Updated: Jan 17
By Katherine FitzGerald
The catchphrase “OK, boomer” started as an Internet trend, but it has quickly become a rallying cry for Generation Z. The phrase showcases an entire generation’s attitude towards the adults who seem to dismiss their concerns and also critiques the ideas of the past generations that have shaped the politics, economy, and environment of today’s world.
The phrase gained popularity on the app TikTok in early November when a man of the Baby Boomer generation posted a video ranting about the Millennials and Generation Z, saying they have “Peter Pan Syndrome,” or the inability to grow up. He claimed the young generation’s “think that the Utopian ideals that they have in their youth are somehow going to translate into adulthood." Thousands of teens and 20-somethings have fired back and the phrase “OK, boomer” has been used as a retaliation against past generations, but in a somewhat of a joking manner. The catchphrase has spread to other social media platforms like Instagram and Twitter.
Millennials have also allied with Gen Z around this phenomenon. The ‘Boomers’ they are referring to aren’t completely from the Baby Boomer generation. They are aiming their message toward the adults that have shaped the society they grew up in- people they consider old. This does include the Baby Boomers, but also Generation X. The Boomers were born between 1944 and 1964 and Gen X between 1965 - 1979.
The catchphrase is appealing because it flips the script on generational relationships. The older generations have been telling young people what to do for years. “Ok, boomer” challenges the idea that just because adults are older, they are always right. Due to the rise of student loan debt and financial instability, plus the increasing threat of climate change, young people do not want to listen to the establishment that has created the problems they will deal with for probably the rest of their lives.
However, some believe that “OK, boomer” is ageist and slightly disrespectful towards the older generations. It also seen as another dumb Internet meme that will eventually pass. But, at its root is signifies much more than just an Internet trend. “OK, boomer” is not intended to stereotype the boomers, but to get them to focus on issues the younger generations find important.
Phoebe Hall, a sophomore at B-CC, agrees with the message “OK, boomer” sends. She believes the two-word retort “is a way to communicate to [older] generations that society today is much different and more progressive than ever, and they need to respect the aspects that their perhaps close-minded thinking once disapproved of.”

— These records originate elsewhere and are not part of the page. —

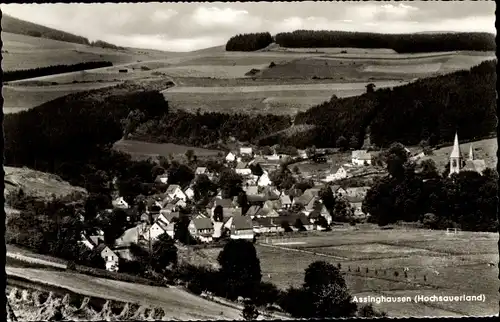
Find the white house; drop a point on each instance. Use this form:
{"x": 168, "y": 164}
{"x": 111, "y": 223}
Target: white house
{"x": 189, "y": 192}
{"x": 361, "y": 157}
{"x": 230, "y": 157}
{"x": 175, "y": 191}
{"x": 120, "y": 203}
{"x": 246, "y": 151}
{"x": 110, "y": 257}
{"x": 264, "y": 180}
{"x": 340, "y": 174}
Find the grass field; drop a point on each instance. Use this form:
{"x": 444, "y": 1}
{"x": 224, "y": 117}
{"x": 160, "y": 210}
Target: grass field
{"x": 452, "y": 265}
{"x": 143, "y": 149}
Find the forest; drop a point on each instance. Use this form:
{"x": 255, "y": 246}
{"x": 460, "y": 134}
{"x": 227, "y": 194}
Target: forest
{"x": 249, "y": 42}
{"x": 463, "y": 101}
{"x": 52, "y": 70}
{"x": 18, "y": 26}
{"x": 401, "y": 43}
{"x": 411, "y": 193}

The message “Ok, boomer” is sending is not new. Resentment towards the Baby Boomers has been crystallizing since the mid-2010’s, when they started referring to Millennials became as the “Snowflake Generation.” Boomers view the young adults of today as less resilient and more sensitive than past generations.
“OK, boomer” sums up the frustration that the generations following the Baby Boomers feel. Dr. Hunter Hogewood, an AP U.S. History teacher at B-CC, thinks the catchphrase “is a funny internet trend mostly, but at its root there is an annoyance that my generation [Gen X] felt towards the Boomers. The Boomers were the generation that got everything they wanted. ‘OK, boomer’ is a nice little poke to the older generation that have messed things up previously.”
What is appealing about the phrase is that it says a lot in just two words. Gen Z is fighting the misconceptions older generations have about them, without really fighting at all. The most important thing is that is starts a conversation about the generational divide. It is letting the kids talk, and forcing the adults to listen.